Reason (1997) introduces the concept of organizational accident, defined as follows:
Definition 2.20 (Organizational accident)
A comparatively rare, but often catastrophic, event that occurs within complex modern technologies (e.g. nuclear power plants, commercial aviation, the petrochemical industry, chemical process plants, marine and rail transport, banks, and stadiums) and has multiple causes involving many people operating at different levels of their respective companies. Organizational accidents often have devastating effects on uninvolved populations, assets, and the environment.
Reason (1997) calls accidents that cannot be classified as organizational accidents, individual accidents:
Definition 2.21 (Individual accident)
An accident in which a specific person or group is often both the agent and the victim of the accident. The consequences to the people concerned may be great, but their spread is limited.
In the book “Normal Accidents: Living with High‐Risk Technologies,” Perrow (1984) introduces the concepts of system accident and normal accident.

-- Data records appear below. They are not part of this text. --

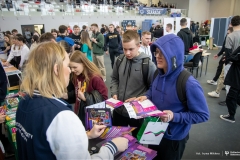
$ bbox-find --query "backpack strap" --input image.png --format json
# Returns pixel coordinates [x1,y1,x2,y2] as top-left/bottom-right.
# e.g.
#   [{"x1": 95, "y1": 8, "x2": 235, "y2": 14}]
[
  {"x1": 142, "y1": 57, "x2": 150, "y2": 88},
  {"x1": 177, "y1": 69, "x2": 191, "y2": 108},
  {"x1": 115, "y1": 54, "x2": 125, "y2": 71},
  {"x1": 152, "y1": 69, "x2": 158, "y2": 82}
]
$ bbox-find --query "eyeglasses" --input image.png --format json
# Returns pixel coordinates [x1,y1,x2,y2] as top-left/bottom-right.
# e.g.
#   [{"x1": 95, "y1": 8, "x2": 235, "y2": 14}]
[{"x1": 153, "y1": 52, "x2": 163, "y2": 57}]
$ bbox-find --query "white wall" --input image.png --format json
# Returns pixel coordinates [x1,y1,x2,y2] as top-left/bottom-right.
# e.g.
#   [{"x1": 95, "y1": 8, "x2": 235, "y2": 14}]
[
  {"x1": 209, "y1": 0, "x2": 235, "y2": 18},
  {"x1": 188, "y1": 0, "x2": 210, "y2": 23},
  {"x1": 0, "y1": 15, "x2": 164, "y2": 32}
]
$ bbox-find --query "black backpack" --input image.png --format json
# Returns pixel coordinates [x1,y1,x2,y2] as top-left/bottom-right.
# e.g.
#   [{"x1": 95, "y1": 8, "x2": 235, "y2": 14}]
[{"x1": 115, "y1": 54, "x2": 191, "y2": 107}]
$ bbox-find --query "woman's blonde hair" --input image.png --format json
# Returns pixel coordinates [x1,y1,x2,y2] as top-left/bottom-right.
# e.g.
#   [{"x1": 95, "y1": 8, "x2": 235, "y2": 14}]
[
  {"x1": 70, "y1": 51, "x2": 102, "y2": 85},
  {"x1": 80, "y1": 31, "x2": 92, "y2": 50},
  {"x1": 20, "y1": 42, "x2": 67, "y2": 98},
  {"x1": 4, "y1": 35, "x2": 12, "y2": 47}
]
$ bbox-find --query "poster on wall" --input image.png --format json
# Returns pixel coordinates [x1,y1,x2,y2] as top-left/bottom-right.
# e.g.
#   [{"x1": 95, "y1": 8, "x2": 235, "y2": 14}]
[
  {"x1": 163, "y1": 18, "x2": 174, "y2": 35},
  {"x1": 112, "y1": 21, "x2": 119, "y2": 27},
  {"x1": 175, "y1": 17, "x2": 191, "y2": 34},
  {"x1": 122, "y1": 20, "x2": 136, "y2": 31},
  {"x1": 170, "y1": 9, "x2": 182, "y2": 17}
]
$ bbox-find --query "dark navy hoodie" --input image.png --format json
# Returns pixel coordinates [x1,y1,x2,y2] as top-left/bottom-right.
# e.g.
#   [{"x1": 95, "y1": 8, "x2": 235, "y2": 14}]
[{"x1": 146, "y1": 34, "x2": 209, "y2": 140}]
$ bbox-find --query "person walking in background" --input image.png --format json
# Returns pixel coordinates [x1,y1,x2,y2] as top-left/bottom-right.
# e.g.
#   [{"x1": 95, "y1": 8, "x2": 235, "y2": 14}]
[
  {"x1": 104, "y1": 24, "x2": 121, "y2": 68},
  {"x1": 138, "y1": 31, "x2": 152, "y2": 60},
  {"x1": 80, "y1": 31, "x2": 92, "y2": 61},
  {"x1": 68, "y1": 25, "x2": 81, "y2": 50},
  {"x1": 177, "y1": 18, "x2": 193, "y2": 63},
  {"x1": 91, "y1": 23, "x2": 106, "y2": 81}
]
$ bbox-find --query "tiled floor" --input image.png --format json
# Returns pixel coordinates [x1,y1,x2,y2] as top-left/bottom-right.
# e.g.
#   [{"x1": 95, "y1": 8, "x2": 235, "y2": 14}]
[{"x1": 105, "y1": 50, "x2": 240, "y2": 160}]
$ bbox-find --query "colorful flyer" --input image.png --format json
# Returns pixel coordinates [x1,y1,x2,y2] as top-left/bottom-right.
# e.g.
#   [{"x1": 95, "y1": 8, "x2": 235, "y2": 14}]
[
  {"x1": 118, "y1": 143, "x2": 157, "y2": 160},
  {"x1": 87, "y1": 108, "x2": 112, "y2": 130},
  {"x1": 100, "y1": 126, "x2": 135, "y2": 139},
  {"x1": 7, "y1": 98, "x2": 19, "y2": 107},
  {"x1": 106, "y1": 98, "x2": 123, "y2": 108}
]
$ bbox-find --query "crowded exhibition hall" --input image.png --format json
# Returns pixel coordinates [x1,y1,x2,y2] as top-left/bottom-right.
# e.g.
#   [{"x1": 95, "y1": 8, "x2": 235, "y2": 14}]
[{"x1": 0, "y1": 0, "x2": 240, "y2": 160}]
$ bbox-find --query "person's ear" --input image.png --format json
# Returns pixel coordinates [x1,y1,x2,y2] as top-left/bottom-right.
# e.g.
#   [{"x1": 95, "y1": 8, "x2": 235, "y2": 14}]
[{"x1": 53, "y1": 64, "x2": 58, "y2": 76}]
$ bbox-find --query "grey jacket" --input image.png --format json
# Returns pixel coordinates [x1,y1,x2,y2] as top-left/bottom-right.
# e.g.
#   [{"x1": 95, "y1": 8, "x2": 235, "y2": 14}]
[{"x1": 110, "y1": 53, "x2": 156, "y2": 117}]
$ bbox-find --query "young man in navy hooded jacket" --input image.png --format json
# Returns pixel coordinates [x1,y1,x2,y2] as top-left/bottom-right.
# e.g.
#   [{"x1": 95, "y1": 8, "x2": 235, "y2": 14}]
[{"x1": 137, "y1": 34, "x2": 209, "y2": 160}]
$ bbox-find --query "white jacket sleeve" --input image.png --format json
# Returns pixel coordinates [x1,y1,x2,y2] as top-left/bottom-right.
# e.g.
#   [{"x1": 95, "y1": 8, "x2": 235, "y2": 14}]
[
  {"x1": 46, "y1": 111, "x2": 116, "y2": 160},
  {"x1": 19, "y1": 46, "x2": 29, "y2": 67}
]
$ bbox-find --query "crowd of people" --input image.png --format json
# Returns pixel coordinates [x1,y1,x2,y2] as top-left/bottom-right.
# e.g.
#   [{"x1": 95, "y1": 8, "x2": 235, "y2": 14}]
[{"x1": 0, "y1": 16, "x2": 240, "y2": 159}]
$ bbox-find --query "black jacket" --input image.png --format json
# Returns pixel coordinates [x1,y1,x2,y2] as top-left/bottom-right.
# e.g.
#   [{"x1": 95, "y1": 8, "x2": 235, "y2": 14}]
[
  {"x1": 224, "y1": 46, "x2": 240, "y2": 90},
  {"x1": 153, "y1": 28, "x2": 163, "y2": 38},
  {"x1": 104, "y1": 32, "x2": 121, "y2": 51},
  {"x1": 177, "y1": 28, "x2": 193, "y2": 55},
  {"x1": 0, "y1": 64, "x2": 7, "y2": 103}
]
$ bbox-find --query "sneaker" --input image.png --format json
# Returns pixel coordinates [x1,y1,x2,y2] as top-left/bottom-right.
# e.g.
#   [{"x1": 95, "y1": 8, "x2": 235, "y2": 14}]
[
  {"x1": 207, "y1": 80, "x2": 217, "y2": 86},
  {"x1": 218, "y1": 101, "x2": 227, "y2": 106},
  {"x1": 220, "y1": 114, "x2": 235, "y2": 123},
  {"x1": 208, "y1": 91, "x2": 220, "y2": 98}
]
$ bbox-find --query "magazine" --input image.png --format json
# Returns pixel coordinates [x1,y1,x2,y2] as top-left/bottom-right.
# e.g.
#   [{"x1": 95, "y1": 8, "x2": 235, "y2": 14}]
[
  {"x1": 86, "y1": 108, "x2": 112, "y2": 130},
  {"x1": 100, "y1": 126, "x2": 135, "y2": 139},
  {"x1": 118, "y1": 143, "x2": 157, "y2": 160}
]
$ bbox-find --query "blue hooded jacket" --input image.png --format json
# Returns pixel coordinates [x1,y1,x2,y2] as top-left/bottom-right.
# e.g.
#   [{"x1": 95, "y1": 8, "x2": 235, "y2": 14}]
[{"x1": 146, "y1": 34, "x2": 209, "y2": 140}]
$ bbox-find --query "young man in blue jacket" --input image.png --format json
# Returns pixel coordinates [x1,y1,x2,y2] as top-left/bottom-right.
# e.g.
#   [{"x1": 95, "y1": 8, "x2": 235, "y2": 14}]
[{"x1": 137, "y1": 34, "x2": 209, "y2": 160}]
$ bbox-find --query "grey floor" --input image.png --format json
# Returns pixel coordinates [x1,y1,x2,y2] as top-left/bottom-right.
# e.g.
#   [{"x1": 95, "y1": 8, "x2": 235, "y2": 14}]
[{"x1": 105, "y1": 50, "x2": 240, "y2": 160}]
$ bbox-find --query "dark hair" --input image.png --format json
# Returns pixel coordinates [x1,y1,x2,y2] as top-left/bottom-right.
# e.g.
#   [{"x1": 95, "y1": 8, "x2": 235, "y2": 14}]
[
  {"x1": 32, "y1": 35, "x2": 39, "y2": 43},
  {"x1": 82, "y1": 25, "x2": 87, "y2": 29},
  {"x1": 180, "y1": 18, "x2": 187, "y2": 26},
  {"x1": 167, "y1": 23, "x2": 172, "y2": 29},
  {"x1": 39, "y1": 32, "x2": 55, "y2": 43},
  {"x1": 58, "y1": 25, "x2": 67, "y2": 34},
  {"x1": 91, "y1": 23, "x2": 98, "y2": 28},
  {"x1": 58, "y1": 40, "x2": 71, "y2": 54},
  {"x1": 16, "y1": 33, "x2": 23, "y2": 36},
  {"x1": 16, "y1": 35, "x2": 26, "y2": 43},
  {"x1": 51, "y1": 29, "x2": 58, "y2": 33},
  {"x1": 12, "y1": 29, "x2": 18, "y2": 33},
  {"x1": 228, "y1": 27, "x2": 233, "y2": 33},
  {"x1": 5, "y1": 31, "x2": 11, "y2": 35},
  {"x1": 231, "y1": 15, "x2": 240, "y2": 27}
]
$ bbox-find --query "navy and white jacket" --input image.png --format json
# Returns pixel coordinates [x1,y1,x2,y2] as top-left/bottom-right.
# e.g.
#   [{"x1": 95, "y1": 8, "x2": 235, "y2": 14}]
[{"x1": 16, "y1": 91, "x2": 117, "y2": 160}]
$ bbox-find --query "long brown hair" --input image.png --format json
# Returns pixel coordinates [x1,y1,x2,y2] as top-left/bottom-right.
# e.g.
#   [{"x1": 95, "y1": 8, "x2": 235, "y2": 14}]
[
  {"x1": 20, "y1": 42, "x2": 67, "y2": 98},
  {"x1": 80, "y1": 31, "x2": 92, "y2": 50},
  {"x1": 70, "y1": 51, "x2": 102, "y2": 85}
]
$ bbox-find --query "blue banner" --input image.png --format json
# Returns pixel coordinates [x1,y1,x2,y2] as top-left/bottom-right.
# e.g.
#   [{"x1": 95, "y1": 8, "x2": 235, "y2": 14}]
[{"x1": 139, "y1": 7, "x2": 167, "y2": 15}]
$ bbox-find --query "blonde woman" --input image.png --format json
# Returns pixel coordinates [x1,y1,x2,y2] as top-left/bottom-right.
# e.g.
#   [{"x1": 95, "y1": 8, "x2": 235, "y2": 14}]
[
  {"x1": 16, "y1": 42, "x2": 128, "y2": 160},
  {"x1": 80, "y1": 31, "x2": 92, "y2": 61}
]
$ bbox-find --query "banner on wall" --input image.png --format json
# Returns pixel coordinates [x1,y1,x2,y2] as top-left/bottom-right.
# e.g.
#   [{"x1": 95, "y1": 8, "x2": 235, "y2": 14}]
[
  {"x1": 139, "y1": 7, "x2": 167, "y2": 15},
  {"x1": 163, "y1": 18, "x2": 174, "y2": 35},
  {"x1": 170, "y1": 9, "x2": 182, "y2": 17}
]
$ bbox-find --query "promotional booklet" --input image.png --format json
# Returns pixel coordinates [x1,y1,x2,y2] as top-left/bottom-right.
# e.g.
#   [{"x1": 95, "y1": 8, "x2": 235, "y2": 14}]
[
  {"x1": 118, "y1": 143, "x2": 157, "y2": 160},
  {"x1": 124, "y1": 99, "x2": 165, "y2": 119},
  {"x1": 106, "y1": 98, "x2": 123, "y2": 108},
  {"x1": 86, "y1": 108, "x2": 112, "y2": 130},
  {"x1": 100, "y1": 126, "x2": 135, "y2": 139}
]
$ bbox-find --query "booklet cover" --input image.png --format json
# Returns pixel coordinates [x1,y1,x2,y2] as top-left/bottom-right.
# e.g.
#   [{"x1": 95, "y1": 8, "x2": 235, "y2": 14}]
[
  {"x1": 130, "y1": 99, "x2": 157, "y2": 116},
  {"x1": 86, "y1": 108, "x2": 112, "y2": 130},
  {"x1": 106, "y1": 98, "x2": 123, "y2": 108},
  {"x1": 100, "y1": 126, "x2": 135, "y2": 139},
  {"x1": 118, "y1": 143, "x2": 157, "y2": 160}
]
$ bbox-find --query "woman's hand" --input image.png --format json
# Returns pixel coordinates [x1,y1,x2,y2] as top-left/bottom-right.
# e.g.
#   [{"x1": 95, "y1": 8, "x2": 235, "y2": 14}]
[
  {"x1": 135, "y1": 96, "x2": 147, "y2": 102},
  {"x1": 160, "y1": 110, "x2": 174, "y2": 122},
  {"x1": 78, "y1": 81, "x2": 86, "y2": 101},
  {"x1": 0, "y1": 113, "x2": 6, "y2": 123},
  {"x1": 87, "y1": 125, "x2": 107, "y2": 139}
]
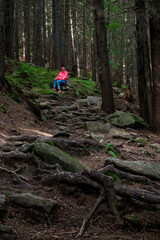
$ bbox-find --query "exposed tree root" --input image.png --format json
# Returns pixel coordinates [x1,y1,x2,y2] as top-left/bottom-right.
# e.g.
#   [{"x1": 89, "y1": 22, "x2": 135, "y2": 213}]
[
  {"x1": 0, "y1": 167, "x2": 32, "y2": 189},
  {"x1": 83, "y1": 168, "x2": 120, "y2": 217},
  {"x1": 115, "y1": 185, "x2": 160, "y2": 204},
  {"x1": 0, "y1": 151, "x2": 32, "y2": 160},
  {"x1": 76, "y1": 188, "x2": 105, "y2": 238},
  {"x1": 5, "y1": 134, "x2": 41, "y2": 142},
  {"x1": 99, "y1": 164, "x2": 150, "y2": 182}
]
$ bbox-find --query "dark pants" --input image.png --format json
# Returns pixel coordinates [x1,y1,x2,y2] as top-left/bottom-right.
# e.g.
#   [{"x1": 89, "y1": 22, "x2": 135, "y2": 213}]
[{"x1": 53, "y1": 80, "x2": 67, "y2": 90}]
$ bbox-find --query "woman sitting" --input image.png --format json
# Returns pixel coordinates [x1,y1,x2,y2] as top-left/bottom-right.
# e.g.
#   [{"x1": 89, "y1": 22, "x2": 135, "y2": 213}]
[{"x1": 53, "y1": 65, "x2": 68, "y2": 93}]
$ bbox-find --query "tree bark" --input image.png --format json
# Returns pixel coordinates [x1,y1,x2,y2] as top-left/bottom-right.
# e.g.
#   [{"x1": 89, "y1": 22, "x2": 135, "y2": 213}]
[
  {"x1": 0, "y1": 0, "x2": 9, "y2": 91},
  {"x1": 52, "y1": 0, "x2": 61, "y2": 69},
  {"x1": 4, "y1": 0, "x2": 14, "y2": 59},
  {"x1": 150, "y1": 0, "x2": 160, "y2": 132},
  {"x1": 83, "y1": 1, "x2": 87, "y2": 78},
  {"x1": 15, "y1": 0, "x2": 19, "y2": 62},
  {"x1": 94, "y1": 0, "x2": 114, "y2": 113},
  {"x1": 136, "y1": 0, "x2": 153, "y2": 127},
  {"x1": 23, "y1": 0, "x2": 30, "y2": 63}
]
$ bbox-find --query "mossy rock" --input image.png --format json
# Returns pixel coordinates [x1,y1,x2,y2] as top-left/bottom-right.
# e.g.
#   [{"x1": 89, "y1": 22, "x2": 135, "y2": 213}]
[
  {"x1": 136, "y1": 137, "x2": 148, "y2": 147},
  {"x1": 124, "y1": 211, "x2": 160, "y2": 229},
  {"x1": 105, "y1": 158, "x2": 160, "y2": 180},
  {"x1": 23, "y1": 165, "x2": 36, "y2": 177},
  {"x1": 106, "y1": 111, "x2": 146, "y2": 129},
  {"x1": 86, "y1": 122, "x2": 111, "y2": 133},
  {"x1": 33, "y1": 142, "x2": 85, "y2": 172}
]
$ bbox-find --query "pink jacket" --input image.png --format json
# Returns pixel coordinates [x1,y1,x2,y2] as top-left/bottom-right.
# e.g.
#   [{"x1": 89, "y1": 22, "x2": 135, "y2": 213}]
[{"x1": 56, "y1": 71, "x2": 68, "y2": 81}]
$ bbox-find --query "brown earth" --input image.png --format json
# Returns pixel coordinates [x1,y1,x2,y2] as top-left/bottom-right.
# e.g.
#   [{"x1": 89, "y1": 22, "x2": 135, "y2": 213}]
[{"x1": 0, "y1": 89, "x2": 160, "y2": 240}]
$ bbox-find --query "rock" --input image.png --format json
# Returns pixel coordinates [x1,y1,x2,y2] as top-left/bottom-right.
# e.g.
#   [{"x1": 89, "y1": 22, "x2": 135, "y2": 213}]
[
  {"x1": 150, "y1": 143, "x2": 160, "y2": 151},
  {"x1": 27, "y1": 99, "x2": 41, "y2": 119},
  {"x1": 38, "y1": 101, "x2": 51, "y2": 110},
  {"x1": 7, "y1": 193, "x2": 58, "y2": 213},
  {"x1": 0, "y1": 224, "x2": 18, "y2": 240},
  {"x1": 77, "y1": 98, "x2": 91, "y2": 108},
  {"x1": 0, "y1": 138, "x2": 7, "y2": 148},
  {"x1": 113, "y1": 87, "x2": 122, "y2": 94},
  {"x1": 105, "y1": 158, "x2": 160, "y2": 180},
  {"x1": 33, "y1": 142, "x2": 85, "y2": 172},
  {"x1": 86, "y1": 122, "x2": 111, "y2": 133},
  {"x1": 59, "y1": 126, "x2": 70, "y2": 132},
  {"x1": 119, "y1": 93, "x2": 126, "y2": 98},
  {"x1": 53, "y1": 131, "x2": 70, "y2": 138},
  {"x1": 0, "y1": 194, "x2": 6, "y2": 211},
  {"x1": 106, "y1": 111, "x2": 146, "y2": 128},
  {"x1": 124, "y1": 211, "x2": 160, "y2": 228},
  {"x1": 23, "y1": 165, "x2": 36, "y2": 177},
  {"x1": 91, "y1": 133, "x2": 106, "y2": 141},
  {"x1": 87, "y1": 96, "x2": 102, "y2": 105},
  {"x1": 109, "y1": 128, "x2": 132, "y2": 140},
  {"x1": 135, "y1": 137, "x2": 148, "y2": 147}
]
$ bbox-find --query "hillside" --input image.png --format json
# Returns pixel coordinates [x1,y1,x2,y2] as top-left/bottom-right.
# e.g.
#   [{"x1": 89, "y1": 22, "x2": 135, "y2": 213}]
[{"x1": 0, "y1": 60, "x2": 160, "y2": 240}]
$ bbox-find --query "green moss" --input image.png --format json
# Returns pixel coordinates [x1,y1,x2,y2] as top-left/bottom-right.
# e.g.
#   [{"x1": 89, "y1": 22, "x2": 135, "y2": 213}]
[
  {"x1": 6, "y1": 59, "x2": 100, "y2": 97},
  {"x1": 136, "y1": 137, "x2": 148, "y2": 145},
  {"x1": 103, "y1": 171, "x2": 121, "y2": 181}
]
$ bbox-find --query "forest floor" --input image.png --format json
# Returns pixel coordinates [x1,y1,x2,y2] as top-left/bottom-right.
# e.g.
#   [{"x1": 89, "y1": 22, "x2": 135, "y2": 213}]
[{"x1": 0, "y1": 59, "x2": 160, "y2": 240}]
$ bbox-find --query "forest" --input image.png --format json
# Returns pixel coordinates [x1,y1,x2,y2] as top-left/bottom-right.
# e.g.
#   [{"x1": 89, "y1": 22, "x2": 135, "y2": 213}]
[{"x1": 0, "y1": 0, "x2": 160, "y2": 240}]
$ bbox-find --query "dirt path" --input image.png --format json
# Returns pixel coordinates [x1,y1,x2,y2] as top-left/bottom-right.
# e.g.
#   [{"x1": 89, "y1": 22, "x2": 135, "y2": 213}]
[{"x1": 0, "y1": 91, "x2": 160, "y2": 240}]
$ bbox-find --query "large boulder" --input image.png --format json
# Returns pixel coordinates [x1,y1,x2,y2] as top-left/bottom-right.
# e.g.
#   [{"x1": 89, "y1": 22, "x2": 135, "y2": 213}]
[
  {"x1": 86, "y1": 122, "x2": 111, "y2": 133},
  {"x1": 106, "y1": 111, "x2": 146, "y2": 128},
  {"x1": 105, "y1": 158, "x2": 160, "y2": 180},
  {"x1": 109, "y1": 128, "x2": 132, "y2": 140},
  {"x1": 33, "y1": 142, "x2": 85, "y2": 172}
]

Normal accident theory is discussed in Chapter 8, so here we just define his concept of system accident:
Definition 2.22 (System accident)
An accident that arises in the interactions among components (electromechanical, digital, and human) rather than in the failure of individual components (Perrow 1984).
In analogy with the terminology of Reason (1997), an accident that cannot be classified as a system accident is sometimes called a component failure accident:
Definition 2.23 (Component failure accident)
An accident arising from component failures, including the possibility of multiple and cascading failures (e.g. see Leveson 2004).
2.4 What is the Likelihood?
To answer the second question in the triplet definition of risk,“What is the likelihood of that happening?” we need to use concepts from probability theory. A brief introduction to probability theory is given in Appendix A. Essentially, the probability of an event
2.4.1 Probability
Probability is a complex concept about whose meaning many books and scientific articles have been written. There are three main approaches to probability: (i) the classical approach, (ii) the frequentist approach, and (iii) the Bayesian or subjective approach.
People have argued about the meaning of the word “probability” for at least hundreds of years, maybe thousands. So bitter, and fervent, have the battles been between the contending schools of thought, that they've often been likened to religious wars. And this situation continues to the present time (Kaplan 1997 , p. 407).